Grant number: 11/17155-1
Support Opportunities:Scholarships in Brazil - Post-Doctoral
Start date until: November 01, 2011
End date until: October 31, 2015
Field of knowledge:Biological Sciences - Biophysics - Molecular Biophysics
Principal Investigator:Antonio José da Costa Filho
Grantee:Rafael Pianca Barroso
Host Institution: Faculdade de Filosofia, Ciências e Letras de Ribeirão Preto (FFCLRP). Universidade de São Paulo (USP). Ribeirão Preto , SP, Brazil
Associated scholarship(s):14/09299-1 - Interactions of antimalarials with the ion channel model MVP, BE.EP.PD

Abstract

The project has as its main goal the study of the interactions between pharmacologically-relevant molecules and model membranes from a molecular perspective.

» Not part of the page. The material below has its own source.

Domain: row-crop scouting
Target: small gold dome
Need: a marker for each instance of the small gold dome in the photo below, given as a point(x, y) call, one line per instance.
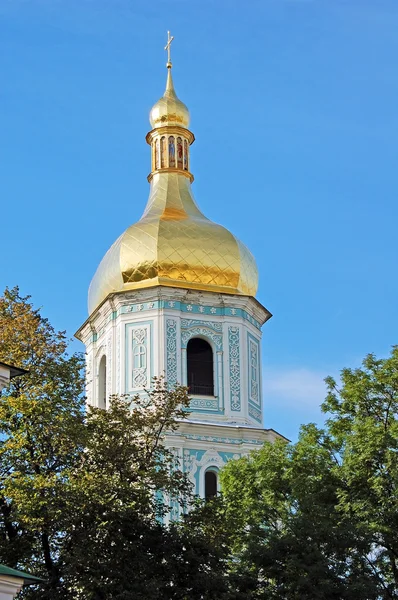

To do so we will use Electron Paramagnetic Resonance and Differential Scanning Calorimetry, besides other usual biophysical techniques that could complement our investigation. As model membranes, we will employ lipid bilayers composed by anioinic and/or zwitterionic phospholipids. The molecules under investigation will be: amodiaquine, artesunate, paromimicin, and copper compolexes with anticell activity, Amodiaquine and artesunate are commonly used in the treatment of Malaria and paromomicin in the treatement of Leishmaniases. The copper complexes, on the other hand, are derivatives of dipeptides or sulphas that prevented the growth of cell cultures, such as tumoral cells, as observed by our collaborator Prof. Maria Torre (Uruguay). We will investigate the effects of the presence of the molecules on the bilayer organization as we vary experimental parameters, such as ionic strength, drug/lipid molar ratio and membrane composition. In all cases, we are interested in a more basic aspect of the process, ie, the molecular mechanism used by the compound to effectively surpass the physical barrier represented by the model membrane, thus gaining access to the cell interior. Obviously, the exact way employed by the molecule to achieve its anti-cell activity can be rather complicated and is not the main theme under study in this project. However, the study of the non-specific interactions can certainly produce relevant information for the future design of new drugs and/or optimization of the drugs already in use.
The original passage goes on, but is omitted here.